A depressão em pacientes com câncer avançado influencia mais o desejo de “abreviar a vida” do que a presença de dor. Surpreendentemente, menos da metade dos pacientes com sintomas depressivos moderados a graves recebe tratamento. 

Suicídio: Pacientes com câncer podem apresentar ideação suicida na ocasião do diagnóstico (10%) e na recorrência (14%). Os fatores de risco incluem: episódio depressivo, dor não controlada, prognóstico reservado, neoplasia de cabeça e pescoço, sexo masculino, delirium e sensação de perda de controle. 

 

Terapêuticas Farmacológicas e Não Farmacológicas 

O tratamento dos transtornos psiquiátricos em pacientes com câncer foi ampliado, e os psicofármacos, além de aliviar sintomas psicológicos, melhoram a náusea, o vômito, a dor e a fadiga.

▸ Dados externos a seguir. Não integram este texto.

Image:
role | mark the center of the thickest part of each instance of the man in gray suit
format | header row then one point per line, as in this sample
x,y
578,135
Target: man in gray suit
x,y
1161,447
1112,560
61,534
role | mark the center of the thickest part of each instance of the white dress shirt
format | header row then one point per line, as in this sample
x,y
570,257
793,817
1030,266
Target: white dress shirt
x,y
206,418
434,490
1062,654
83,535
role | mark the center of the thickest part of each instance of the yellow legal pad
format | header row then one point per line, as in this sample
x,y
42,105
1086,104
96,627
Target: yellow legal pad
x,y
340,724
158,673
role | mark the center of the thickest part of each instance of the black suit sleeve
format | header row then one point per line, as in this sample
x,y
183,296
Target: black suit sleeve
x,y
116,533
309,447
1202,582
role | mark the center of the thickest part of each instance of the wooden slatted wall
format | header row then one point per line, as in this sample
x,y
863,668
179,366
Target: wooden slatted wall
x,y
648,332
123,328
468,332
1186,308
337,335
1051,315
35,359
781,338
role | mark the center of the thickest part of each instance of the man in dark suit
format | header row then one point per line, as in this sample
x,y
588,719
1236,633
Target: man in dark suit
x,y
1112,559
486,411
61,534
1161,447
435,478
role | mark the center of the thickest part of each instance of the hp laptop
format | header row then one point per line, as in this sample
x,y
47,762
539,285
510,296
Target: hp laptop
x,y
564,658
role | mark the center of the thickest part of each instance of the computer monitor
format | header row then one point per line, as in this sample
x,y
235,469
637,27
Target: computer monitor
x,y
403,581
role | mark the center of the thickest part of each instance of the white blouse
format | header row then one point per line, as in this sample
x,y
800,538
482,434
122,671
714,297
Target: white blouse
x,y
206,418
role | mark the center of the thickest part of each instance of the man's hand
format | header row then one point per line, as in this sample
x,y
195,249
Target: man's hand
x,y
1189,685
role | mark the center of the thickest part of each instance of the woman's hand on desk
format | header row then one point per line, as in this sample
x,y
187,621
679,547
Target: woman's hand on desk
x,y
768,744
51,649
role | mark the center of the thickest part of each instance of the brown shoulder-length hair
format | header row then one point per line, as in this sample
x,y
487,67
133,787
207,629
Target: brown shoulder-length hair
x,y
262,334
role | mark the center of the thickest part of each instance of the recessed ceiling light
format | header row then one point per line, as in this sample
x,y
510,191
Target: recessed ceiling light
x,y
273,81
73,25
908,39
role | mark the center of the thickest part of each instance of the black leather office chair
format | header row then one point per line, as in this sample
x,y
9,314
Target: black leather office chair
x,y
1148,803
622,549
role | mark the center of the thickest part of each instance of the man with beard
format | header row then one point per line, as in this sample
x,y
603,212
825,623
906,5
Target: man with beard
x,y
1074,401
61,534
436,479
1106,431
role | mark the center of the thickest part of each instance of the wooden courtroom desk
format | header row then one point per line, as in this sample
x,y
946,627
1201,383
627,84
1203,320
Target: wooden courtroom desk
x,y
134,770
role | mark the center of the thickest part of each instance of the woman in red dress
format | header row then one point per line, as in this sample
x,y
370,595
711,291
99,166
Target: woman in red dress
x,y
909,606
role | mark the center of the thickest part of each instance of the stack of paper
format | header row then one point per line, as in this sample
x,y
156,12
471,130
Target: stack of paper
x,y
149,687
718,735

A escolha do antidepressivo pode ser orientada por seus efeitos colaterais desejáveis (antináusea, antidor). 

  • Efetividade Farmacológica: As evidências sugerem que a depressão em pacientes com câncer responde a antidepressivos tricíclicos (TCA), inibidores seletivos da recaptura de serotonina (ISRS), mirtazapina e mianserina. 
  • Sintomas cognitivos respondem bem aos antidepressivos serotoninérgicos. 
  • Sintomas neurovegetativos respondem melhor aos agentes que modulam o funcionamento catecolaminérgico (dupla ação, bupropiona, psicoestimulantes). 
  • Prevenção: O uso de antidepressivos (ex.: paroxetina) para prevenir o desenvolvimento da depressão em pacientes recebendo medicações como interferon-alfa tem se mostrado efetivo. 
  • Intervenções Psicossociais: Técnicas de relaxamento, hipnose, terapia individual e em grupo podem ser utilizadas na redução dos sintomas depressivos e de estresse. Cinco de 10 estudos randomizados apresentaram evidências dessas intervenções no aumento da sobrevida. 

 

Conclusão 

A identificação dos pacientes mais vulneráveis, como o rastreamento de sintomas depressivos e ansiosos, histórico de depressão, dose e duração das terapias com citocinas, pode ajudar o médico nas estratégias de prevenção e no uso criterioso de antidepressivos.